A mensagem que eu gostaria que você levasse desse post é a seguinte. A menos que você esteja em um deserto ou pântano alimentar, provavelmente já tem comida vegetal suficientemente variada ao seu redor pra você se alimentar bem sem precisar comer animais ou produtos vindos da sua exploração. Comer outros animais já se tornou obsoleto pra uma parte enorme da população, pra quem isso não passa de um hábito, não de uma necessidade.

3 comentários em “Vegana na periferia e no mercado do bairro

  1. Muito interessante esse post!

    A comida industrializada vegana é cara, no entanto os alimentos naturais veganos (frutas e vegetais) são baratos.

    Por mais que eu já sabia que todo o mundo deve se importar com a comida que vem da terra. Acho muito boa e interessante, essa expressão comida que vem da terra.

    A primeira vez que eu ouvi essa expressão foi em um vídeo do canal CACA SOUZA chamado AS 5 FASES DO VEGANISMO & PQ EXISTEM EX-VEGANES? Nos tempos 4:26 a 6:10 e 7:24 a 8:00:
    Ela foi passou 5 dias em uma ilha, lá ela não tinha acesso aos produtos veganos que imitam produtos de origem animal (como hambúrguer, salsicha, queijo, manteiga, presunto veganos); ela se hospedou em uma pousada em que a dona é vegana e a dona da pousada falou que as pessoas devem comer a comida que vem da terra; o que dona da pousada disse para ela, foi uma reflexão importante da qual ela não teve acesso através de filosofias orientais, de yoga e de meditação.

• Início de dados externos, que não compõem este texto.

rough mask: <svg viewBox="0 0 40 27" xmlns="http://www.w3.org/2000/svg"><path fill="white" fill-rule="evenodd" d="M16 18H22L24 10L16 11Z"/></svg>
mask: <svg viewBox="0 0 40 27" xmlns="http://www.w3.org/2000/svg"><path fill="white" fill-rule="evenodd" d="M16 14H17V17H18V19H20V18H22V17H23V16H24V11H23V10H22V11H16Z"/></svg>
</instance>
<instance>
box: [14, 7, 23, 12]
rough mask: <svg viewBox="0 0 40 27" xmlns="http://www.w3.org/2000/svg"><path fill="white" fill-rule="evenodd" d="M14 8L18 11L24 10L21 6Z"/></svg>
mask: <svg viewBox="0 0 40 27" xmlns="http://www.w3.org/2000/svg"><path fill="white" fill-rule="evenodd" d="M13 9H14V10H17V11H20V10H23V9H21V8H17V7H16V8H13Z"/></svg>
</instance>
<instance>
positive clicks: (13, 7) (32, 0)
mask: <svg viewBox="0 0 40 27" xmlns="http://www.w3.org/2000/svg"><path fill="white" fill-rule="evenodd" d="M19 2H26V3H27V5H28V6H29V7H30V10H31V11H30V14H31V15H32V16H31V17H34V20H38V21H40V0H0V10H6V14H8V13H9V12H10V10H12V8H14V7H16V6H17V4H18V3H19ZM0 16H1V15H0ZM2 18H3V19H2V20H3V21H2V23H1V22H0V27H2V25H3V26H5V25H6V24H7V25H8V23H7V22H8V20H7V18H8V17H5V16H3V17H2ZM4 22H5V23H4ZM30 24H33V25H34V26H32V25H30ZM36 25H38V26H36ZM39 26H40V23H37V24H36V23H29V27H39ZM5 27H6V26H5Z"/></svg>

    Link do vídeo citado: https://www.youtube.com/watch?v=9YSPUO74Cuw.

  2. Toda a leitura foi uma reflexão pra mim. Estou longe de me tornar vegana – a caminhada é longa, mas a cada dia tento me aproximar um pouquinho, fazendo exatamente esse movimento de incluir mais alimentos que venham da terra ou excluir os processados e de origem animal.

    Lá em casa tentamos movimentos que contemplem todas as pessoas da casa. Pois nada adianta eu me tornar vegana se o restante da família não acompanha. Então estamos em uma velocidade lenta, duradoura e constante em melhorar nossa alimentação e nossos hábitos (incluindo a questão da limpeza da casa com produtos mais simples e naturais, reciclagem de materiais e compostagem, o não-uso de sacola plástica e outros).

    E outra coisa que me chamou atenção no texto foi esse costume da gente dizer que “vai ali no M…”. Aqui dizemos que “vamos ali na Eliane” – uma amiga de infância que começou com uma mercearia bem pequena e hoje em dia já pode ser considerada um mercado. Esse tipo de coisa é tão legal, saber que com esse pequeno costume fazemos parte de um hábito reconhecido em todo Brasil. Coisas que a gente acaba não reparando.

    Sandra, adoro teus textos. Eles sempre me movem pra frente ou no mínimo me fazem pensar. Obrigada por compartilhar.